The safety and scientific validity of this study is the responsibility of the study sponsor and investigators. Listing a study does not mean it has been evaluated by the U.S. Federal Government. Read our disclaimer for details. Identifier: NCT01384994
Recruitment Status : Unknown
Verified July 2012 by PD Dr. med. Volker Heinemann, Ludwig-Maximilians - University of Munich.
Recruitment status was:  Recruiting
First Posted : June 29, 2011
Last Update Posted : July 9, 2012
Information provided by (Responsible Party):
PD Dr. med. Volker Heinemann, Ludwig-Maximilians - University of Munich

Brief Summary:

Up to 50% of patients with colorectal cancer (CRC) develop liver metastasis during the course of their disease. In 30-40% of patients metastasis is confined to the liver. In these patients R0-resection of metastases may contribute to marked improvement of overall survival. Primary resection of liver metastasis is possible in about 15-20% of patients (Scheele 2005, Petrelli 2005). Recent studies indicate that perioperative chemotherapy may improve survival after resection of liver metastases (Portier 2007, Nordlinger 2007). Nevertheless, there is evidence that 70-80% of patients have recurrent disease after resection of liver metastasis. Stratification for the risk of recurrence may be performed using the FONG-score (Fong 1999).

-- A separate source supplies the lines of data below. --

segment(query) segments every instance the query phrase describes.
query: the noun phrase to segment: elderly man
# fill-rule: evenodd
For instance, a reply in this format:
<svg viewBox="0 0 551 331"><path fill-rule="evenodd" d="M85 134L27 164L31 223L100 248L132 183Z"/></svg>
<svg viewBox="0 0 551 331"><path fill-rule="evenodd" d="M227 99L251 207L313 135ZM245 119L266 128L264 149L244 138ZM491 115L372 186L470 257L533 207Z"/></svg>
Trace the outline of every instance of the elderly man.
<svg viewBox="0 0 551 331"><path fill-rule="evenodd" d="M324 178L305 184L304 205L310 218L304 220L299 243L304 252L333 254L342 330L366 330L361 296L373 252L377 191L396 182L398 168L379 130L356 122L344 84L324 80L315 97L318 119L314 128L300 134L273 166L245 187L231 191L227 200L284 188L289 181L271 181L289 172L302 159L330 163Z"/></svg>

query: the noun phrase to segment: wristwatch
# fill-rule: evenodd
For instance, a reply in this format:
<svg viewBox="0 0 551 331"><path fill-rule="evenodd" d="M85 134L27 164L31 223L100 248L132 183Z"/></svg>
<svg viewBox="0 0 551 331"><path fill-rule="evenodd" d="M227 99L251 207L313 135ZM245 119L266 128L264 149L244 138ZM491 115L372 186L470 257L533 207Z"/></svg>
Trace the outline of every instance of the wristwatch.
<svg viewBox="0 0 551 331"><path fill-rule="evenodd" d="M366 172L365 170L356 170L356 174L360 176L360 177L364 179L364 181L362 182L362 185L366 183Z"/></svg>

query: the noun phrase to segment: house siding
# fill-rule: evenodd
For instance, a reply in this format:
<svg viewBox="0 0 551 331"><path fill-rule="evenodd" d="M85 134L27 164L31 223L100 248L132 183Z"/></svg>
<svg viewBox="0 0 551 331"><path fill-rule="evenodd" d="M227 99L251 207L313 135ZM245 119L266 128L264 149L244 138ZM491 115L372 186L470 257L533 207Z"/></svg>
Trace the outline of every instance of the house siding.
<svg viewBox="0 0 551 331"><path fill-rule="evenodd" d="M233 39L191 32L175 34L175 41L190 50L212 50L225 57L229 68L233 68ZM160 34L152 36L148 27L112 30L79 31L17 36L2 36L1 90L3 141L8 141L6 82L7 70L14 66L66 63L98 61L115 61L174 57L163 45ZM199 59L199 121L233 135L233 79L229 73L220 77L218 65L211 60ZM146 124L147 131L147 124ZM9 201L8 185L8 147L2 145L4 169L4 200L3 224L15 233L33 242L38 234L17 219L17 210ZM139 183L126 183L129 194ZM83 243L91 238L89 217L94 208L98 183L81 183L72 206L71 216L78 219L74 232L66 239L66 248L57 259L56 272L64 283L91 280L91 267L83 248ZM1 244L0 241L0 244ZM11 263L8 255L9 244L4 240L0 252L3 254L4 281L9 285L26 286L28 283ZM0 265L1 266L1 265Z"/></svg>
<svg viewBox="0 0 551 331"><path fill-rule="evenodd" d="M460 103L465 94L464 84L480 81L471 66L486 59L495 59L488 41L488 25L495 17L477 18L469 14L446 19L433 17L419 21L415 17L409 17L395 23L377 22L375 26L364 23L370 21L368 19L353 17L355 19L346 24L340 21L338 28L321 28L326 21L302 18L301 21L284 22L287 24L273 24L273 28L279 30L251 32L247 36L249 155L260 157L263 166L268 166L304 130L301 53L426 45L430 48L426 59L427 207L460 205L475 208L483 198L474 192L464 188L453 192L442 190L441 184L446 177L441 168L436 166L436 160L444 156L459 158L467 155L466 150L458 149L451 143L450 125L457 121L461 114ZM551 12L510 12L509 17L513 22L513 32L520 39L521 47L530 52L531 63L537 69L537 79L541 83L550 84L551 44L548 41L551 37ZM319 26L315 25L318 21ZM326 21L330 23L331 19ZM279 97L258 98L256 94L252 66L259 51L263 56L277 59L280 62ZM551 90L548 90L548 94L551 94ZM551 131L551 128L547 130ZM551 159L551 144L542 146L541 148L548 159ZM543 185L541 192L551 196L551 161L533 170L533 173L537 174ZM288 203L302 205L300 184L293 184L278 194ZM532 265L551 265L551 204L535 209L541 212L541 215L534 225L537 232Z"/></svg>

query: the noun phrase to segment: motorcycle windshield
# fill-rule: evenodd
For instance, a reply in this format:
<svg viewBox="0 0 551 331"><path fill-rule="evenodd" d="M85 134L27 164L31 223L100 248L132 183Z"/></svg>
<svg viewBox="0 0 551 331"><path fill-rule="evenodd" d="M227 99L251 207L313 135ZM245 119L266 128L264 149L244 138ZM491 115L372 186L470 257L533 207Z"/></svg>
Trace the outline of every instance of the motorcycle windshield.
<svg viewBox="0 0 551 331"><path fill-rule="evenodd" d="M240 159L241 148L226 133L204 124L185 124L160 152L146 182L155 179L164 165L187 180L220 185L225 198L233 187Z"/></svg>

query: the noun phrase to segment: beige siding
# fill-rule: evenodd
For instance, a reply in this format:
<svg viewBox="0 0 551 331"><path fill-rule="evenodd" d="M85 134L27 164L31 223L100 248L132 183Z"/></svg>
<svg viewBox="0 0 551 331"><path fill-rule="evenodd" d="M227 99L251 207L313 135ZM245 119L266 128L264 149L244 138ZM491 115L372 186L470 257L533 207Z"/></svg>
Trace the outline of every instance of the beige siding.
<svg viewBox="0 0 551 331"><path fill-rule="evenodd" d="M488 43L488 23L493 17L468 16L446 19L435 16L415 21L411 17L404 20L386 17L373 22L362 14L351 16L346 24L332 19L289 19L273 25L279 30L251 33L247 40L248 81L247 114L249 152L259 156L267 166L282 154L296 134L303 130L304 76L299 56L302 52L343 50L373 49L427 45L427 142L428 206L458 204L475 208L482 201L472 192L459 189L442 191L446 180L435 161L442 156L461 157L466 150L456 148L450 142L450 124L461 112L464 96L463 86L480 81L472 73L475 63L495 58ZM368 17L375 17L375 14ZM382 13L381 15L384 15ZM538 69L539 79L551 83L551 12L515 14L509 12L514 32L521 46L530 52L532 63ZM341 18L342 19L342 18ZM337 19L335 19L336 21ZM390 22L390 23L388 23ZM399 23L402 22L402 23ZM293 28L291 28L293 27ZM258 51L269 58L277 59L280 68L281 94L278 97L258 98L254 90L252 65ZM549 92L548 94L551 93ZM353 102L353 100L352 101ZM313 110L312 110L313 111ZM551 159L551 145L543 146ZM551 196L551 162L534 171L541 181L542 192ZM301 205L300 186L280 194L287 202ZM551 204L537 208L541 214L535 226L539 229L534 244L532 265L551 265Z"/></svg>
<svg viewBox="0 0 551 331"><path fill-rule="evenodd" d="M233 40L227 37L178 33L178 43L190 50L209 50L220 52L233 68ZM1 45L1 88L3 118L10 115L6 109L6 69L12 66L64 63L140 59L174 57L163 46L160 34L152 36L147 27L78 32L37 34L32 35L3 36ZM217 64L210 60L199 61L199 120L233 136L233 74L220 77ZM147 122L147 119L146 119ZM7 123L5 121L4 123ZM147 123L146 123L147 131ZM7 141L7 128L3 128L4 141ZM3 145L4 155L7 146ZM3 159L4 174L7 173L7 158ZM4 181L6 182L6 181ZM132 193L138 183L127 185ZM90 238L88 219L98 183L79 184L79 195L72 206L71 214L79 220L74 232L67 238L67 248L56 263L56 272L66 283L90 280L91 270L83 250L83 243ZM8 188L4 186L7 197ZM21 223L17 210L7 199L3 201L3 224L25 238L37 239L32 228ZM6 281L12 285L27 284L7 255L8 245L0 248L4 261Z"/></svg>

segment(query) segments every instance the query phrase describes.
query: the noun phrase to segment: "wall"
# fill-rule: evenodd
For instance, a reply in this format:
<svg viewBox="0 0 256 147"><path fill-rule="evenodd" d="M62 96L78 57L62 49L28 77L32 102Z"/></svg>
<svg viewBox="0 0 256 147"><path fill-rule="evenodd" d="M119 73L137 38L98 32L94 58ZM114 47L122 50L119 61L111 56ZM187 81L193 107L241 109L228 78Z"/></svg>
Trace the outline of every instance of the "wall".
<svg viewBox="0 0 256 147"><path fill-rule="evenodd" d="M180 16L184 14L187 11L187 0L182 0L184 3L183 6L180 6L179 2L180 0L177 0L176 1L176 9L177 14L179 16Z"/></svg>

This study is designed to investigate the efficacy of postoperative chemotherapy combined with an anti-EGFR treatment using panitumumab.

The majority of patients present to the surgeon after chemotherapeutic pretreatment with various not necessarily standardized regimens. Also postoperative therapy after resection of liver metastasis is not a clearly defined standard of care in Germany.

Based on the study by Nordlinger et al. an oxaliplatin-based regimen is chosen for postoperative therapy (Nordlinger 2008). For reasons of practicability mFOLFOX6 was selected as the chemotherapy backbone for additive treatment (Allegra 2010).

Also, there is evidence that the combination of FOLFOX with panitumumab is associated with enhanced antitumor activity (Douillard et al. ESMO 2009). The experimental treatment arm will therefore evaluate the combination of FOLFOX plus panitumumab. Since in colorectal cancer monoclonal antibodies directed against the EGFR are not active in KRAS mutant patients, the experimental arm including panitumumab will only be performed in KRAS wild-type patients (Amado 2008).

The planned study aims to assess the efficacy of postoperative therapy with FOLFOX plus panitumumab followed by maintenance with panitumumab for 3 months in KRAS wild-type patients, compared to the historical data for standard FOLFOX chemotherapy alone, which are verified by a randomised control group without the antibody. (Figure 1: Study Design).

The study will allow preoperative treatment with regimens such as FOLFIRI, XELIRI, FOLFOX or XELOX +/-bevacizumab or +/- cetuximab. However, only those patients will be considered eligible who did not progress during preoperative therapy.

After surgery, a treatment-free interval of at least 4 weeks, but no longer than 8 weeks will be granted.

KRAS-wild-type patients (60% of all pts) will then be randomized in a 2:1 ratio to an experimental arm with FOLFOX + panitumumab or to a reference arm with FOLFOX alone. Combination treatment will be performed for a duration of 3 months, after which patients in the experimental arm will receive maintenance therapy with panitumumab for further 3 months. In the reference arm, treatment will, however, be ended after 3 months.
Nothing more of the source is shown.